UPDATE: rpcbind-0.2.0-3 was just released, and it solves all the rpcbind issues.
UPDATE2: THE BUG WAS SOLVED! Alexander Wirt patched nfs-kernel-server: by removing the linkage of libtirpc, it now uses the previously method of IPv4 binding, thus not triggering the problem. When/if would rpcbind replace portmap - I don't know.
[ This article describes my analysis to a problem found in Debian Unstable(sid) ]
1. The bug (link)
Since the end of December, a change in nfs-kernel-server package caused a change of behavior in some NFSv3 crucial services: rpc.statd, rpc.mountd. NFS is RPC-based, and as thus, it uses an RPC-to-UDP/TCP address translation service, aka port mapper. These services try to connect to port mapper when they need address translation, and since the recent change they first try to do it over IPv6.
portmap, the current widely-used rpc port mapper service, does not support IPv6. This causes these crucial services to die, and NFSv3 fails to start (actually, with default configuration it even prevents starting an NFSv4 server).
2. So... rpcbind?
While quickly researching the problem, I've leanred that rpcbind is a portmap-alternative, which does provide IPv6 support. While this is not necessarily the solution to the bug (rpc.* services could simply try IPv4 if IPv6 fails), it seems that a transition from portmap to rpcbind should be done anyway:
- rpcbind adds IPv6 support, which is, apparently the future (or is it..).
- Fedora12 (And thus the upcoming RHEL6) has already dropped portmap in favor of rpcbind.
- rpcbind is a fork from Sun, so I assume that modern Solaris also use rpcbind.
- rpcbind's last commit took place on 4 months ago, while portmap's last commit took place 10 months ago.
These reasons might not be strong enough. I just get the feeling that the winds blows toward the rpcbind direction, but I have no idea which code is actually better. It is, of course, possible to improve portmap instead of moving to rpcbind.

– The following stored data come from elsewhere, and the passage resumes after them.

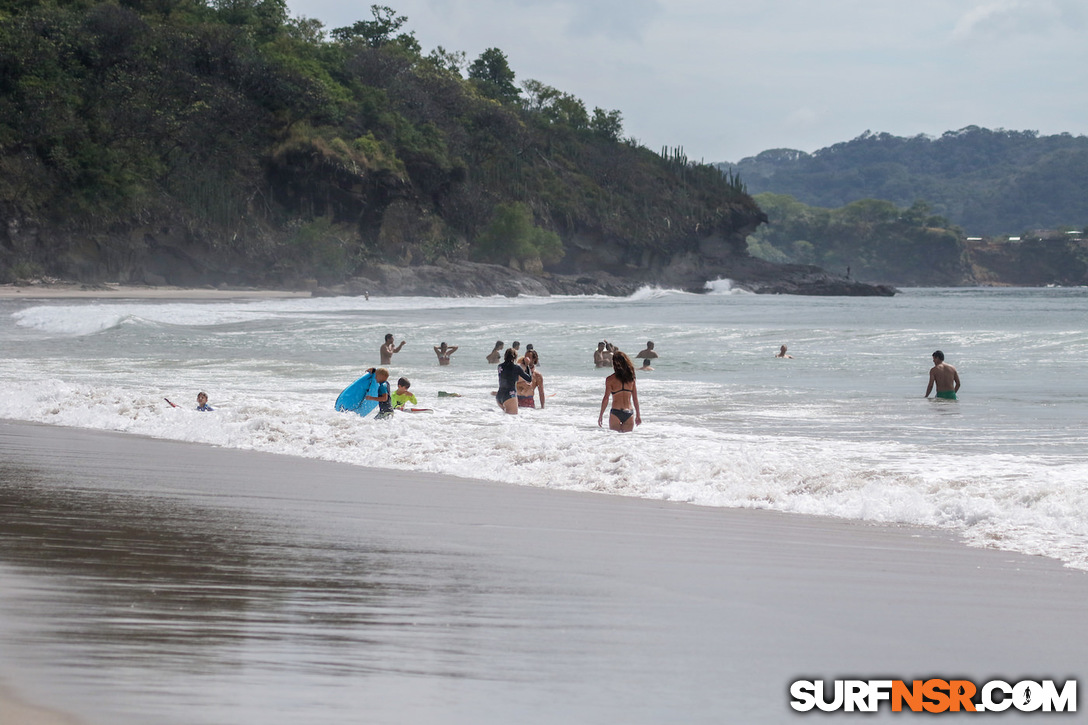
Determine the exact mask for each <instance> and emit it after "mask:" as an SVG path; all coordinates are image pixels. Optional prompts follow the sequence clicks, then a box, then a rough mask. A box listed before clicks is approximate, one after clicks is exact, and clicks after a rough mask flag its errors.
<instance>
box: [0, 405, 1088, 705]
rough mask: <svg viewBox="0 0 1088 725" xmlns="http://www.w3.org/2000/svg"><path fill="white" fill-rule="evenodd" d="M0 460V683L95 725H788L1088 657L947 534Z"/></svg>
mask: <svg viewBox="0 0 1088 725" xmlns="http://www.w3.org/2000/svg"><path fill="white" fill-rule="evenodd" d="M375 455H380V452H375ZM0 462H2V463H0V515H2V517H3V519H2V520H4V526H3V529H2V530H0V580H2V581H3V583H4V586H3V587H2V589H0V678H4V679H5V680H7V681H8V684H9V685H10V686H11V688H12V690H13V691H15V692H17V693H18V695H20V697H21V698H22V699H23V700H25V701H33V702H44V703H50V704H51V705H52V706H55V708H58V709H59V710H62V711H65V712H71V713H77V714H78V715H79V717H81V718H82V720H83V721H85V722H86V723H89V724H90V725H99V724H100V725H122V724H126V723H134V724H135V723H147V722H154V723H157V724H164V725H170V724H172V723H177V724H182V723H185V724H203V723H209V724H210V723H225V722H230V723H262V725H263V724H267V723H297V722H307V723H343V722H368V723H420V724H428V723H443V724H445V723H455V724H460V723H465V724H466V725H467V724H469V723H472V724H473V725H474V724H479V723H530V724H532V723H541V724H544V723H556V722H571V723H579V724H586V723H609V724H613V723H625V724H639V723H645V724H647V725H650V724H657V723H664V722H675V723H685V724H690V723H722V722H738V723H740V722H743V723H781V722H783V721H786V720H792V718H793V717H804V715H798V714H795V713H793V711H792V710H790V708H789V696H788V690H789V684H790V683H791V681H793V680H794V679H798V678H802V677H804V678H825V679H833V678H845V677H861V678H882V677H890V678H903V679H912V678H919V677H922V678H927V677H931V676H944V677H956V678H967V679H973V680H975V681H979V683H981V681H986V680H988V679H992V678H999V677H1000V678H1003V679H1009V680H1010V681H1015V680H1017V679H1022V678H1028V677H1034V678H1040V677H1052V678H1058V679H1066V678H1074V677H1077V676H1078V675H1083V674H1084V673H1083V671H1084V666H1085V663H1086V660H1085V654H1084V652H1085V649H1086V646H1088V617H1085V616H1084V612H1085V602H1086V601H1088V575H1086V574H1085V573H1083V572H1076V570H1071V569H1066V568H1063V567H1062V566H1061V565H1060V564H1059V563H1056V562H1054V561H1052V560H1047V558H1042V557H1030V556H1024V555H1018V554H1011V553H1006V552H1000V551H990V550H980V549H970V548H967V546H965V545H962V544H961V543H960V542H957V541H956V540H955V539H954V537H952V536H950V534H948V533H945V532H942V531H935V530H928V529H919V528H907V527H883V526H869V525H865V524H858V523H851V521H843V520H836V519H828V518H821V517H806V516H795V515H784V514H777V513H771V512H764V511H737V509H720V508H706V507H695V506H689V505H684V504H676V503H666V502H656V501H645V500H636V499H623V497H617V496H607V495H595V494H584V493H573V492H566V491H552V490H547V489H536V488H519V487H510V486H503V484H498V483H491V482H483V481H473V480H466V479H457V478H450V477H444V476H433V475H426V474H409V472H398V471H385V470H378V469H363V468H358V467H351V466H346V465H339V464H333V463H326V462H316V460H306V459H300V458H292V457H286V456H275V455H269V454H261V453H252V452H243V451H234V450H225V448H214V447H203V446H198V445H193V444H185V443H175V442H166V441H157V440H149V439H143V438H138V437H127V435H122V434H113V433H104V432H97V431H84V430H75V429H65V428H58V427H46V426H35V425H28V423H20V422H12V421H0ZM362 713H364V715H363V714H362ZM808 716H809V717H811V716H812V715H808ZM904 716H906V717H910V716H908V715H902V714H898V713H890V712H887V711H883V712H881V713H879V714H878V715H877V716H876V718H877V720H881V721H882V720H886V718H887V720H893V718H895V717H899V718H902V717H904ZM945 716H947V717H950V718H951V720H955V718H956V717H959V716H960V715H945ZM857 717H858V715H857V714H856V713H853V714H841V715H838V716H830V717H828V716H824V717H823V718H820V717H817V718H818V720H827V718H830V720H833V721H838V720H843V721H850V720H852V721H856V720H857ZM862 717H863V718H866V720H869V718H871V717H873V716H871V715H864V716H862ZM1010 717H1011V718H1012V720H1016V718H1017V717H1016V715H1015V714H1009V715H1006V717H1005V718H1006V720H1007V718H1010ZM3 722H4V723H7V722H8V721H3ZM29 722H30V723H34V722H35V721H29Z"/></svg>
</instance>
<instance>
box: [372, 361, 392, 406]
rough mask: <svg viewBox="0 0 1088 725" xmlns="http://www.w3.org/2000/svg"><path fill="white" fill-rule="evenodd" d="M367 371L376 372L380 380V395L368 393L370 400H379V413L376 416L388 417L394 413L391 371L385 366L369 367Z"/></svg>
mask: <svg viewBox="0 0 1088 725" xmlns="http://www.w3.org/2000/svg"><path fill="white" fill-rule="evenodd" d="M367 372H373V373H374V380H375V381H378V395H367V396H366V397H367V400H368V401H376V402H378V415H376V416H375V418H388V417H390V416H392V415H393V405H392V404H391V403H390V382H388V381H390V371H388V370H386V369H385V368H378V369H376V370H375V369H374V368H369V369H368V370H367Z"/></svg>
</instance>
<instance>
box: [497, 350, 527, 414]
mask: <svg viewBox="0 0 1088 725" xmlns="http://www.w3.org/2000/svg"><path fill="white" fill-rule="evenodd" d="M517 359H518V351H516V349H514V347H512V346H511V347H508V348H507V349H506V355H505V356H504V359H503V362H502V364H500V365H499V366H498V392H496V393H495V402H496V403H498V405H499V407H500V408H503V409H504V410H506V411H507V413H508V414H510V415H511V416H516V415H518V380H519V379H520V380H524V381H526V382H529V383H531V382H532V381H533V376H532V373H530V372H529V370H527V369H526V368H523V367H522V366H520V365H518V364H517Z"/></svg>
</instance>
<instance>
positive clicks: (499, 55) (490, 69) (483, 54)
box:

3. The current problems of rpcbind transition
- [ UPDATE: FIXED ] The package doesn't install an init script
- [ UPDATE: FIXED ] The package conflicts with portmappackage (e.g. they both listen on the same port), but isn't defined as conflicting
- Filenames conflict as well (/usr/bin/rpcinfo), but the package maintainer solved it by renaming it to /usr/bin/rpcbindinfo
- Many packages depend on portmap only. They should allow rpcbind as well. And should be tested with it.
- Actually.. for packages which cannot work with portmap anymore (such as nfs-kernel-server), if there's no plan to fix the portmap coupling, they should depend on rpcbind only now.
4. Why am I blogging this?
As always, to help people research their problem. According to popcon there are more than 10,000 Debian sid users, and that's a lot of people potentially having NFS server problems.
And, because I'm a bit worried. Well, worried is a big word, it's just a distro after all. Well, an unstable distro, even. Still, this is quite a major issue, and in the last 10 days I've hardly noticed any activity in the Debian community regarding this one. Only today it was mentioned on the mailing lists (yes, I know, I should have done this myself), and no replies yet. So, I hope that smart Debian guys would check it out and find the right recipe.
5. Oh, and a quick, dirty solution until they fix it 🙂
a. aptitude remove portmap (or just stop it and remove it from the boot sequence)
b. aptitude install rpcbind 0.2.0-2
c. Put an init script in /etc/init.d/rpcbind (here's my recommended script)
d. Add rpcbind to /etc/insserv.conf, in the "portmap" line (so init script that depend on $portmap would depend on rpcbind also)
e. Run insserv /etc/init.d/rpcbind to reorder the init scripts.
f. Reboot (or start rpcbind and then all the rpc services).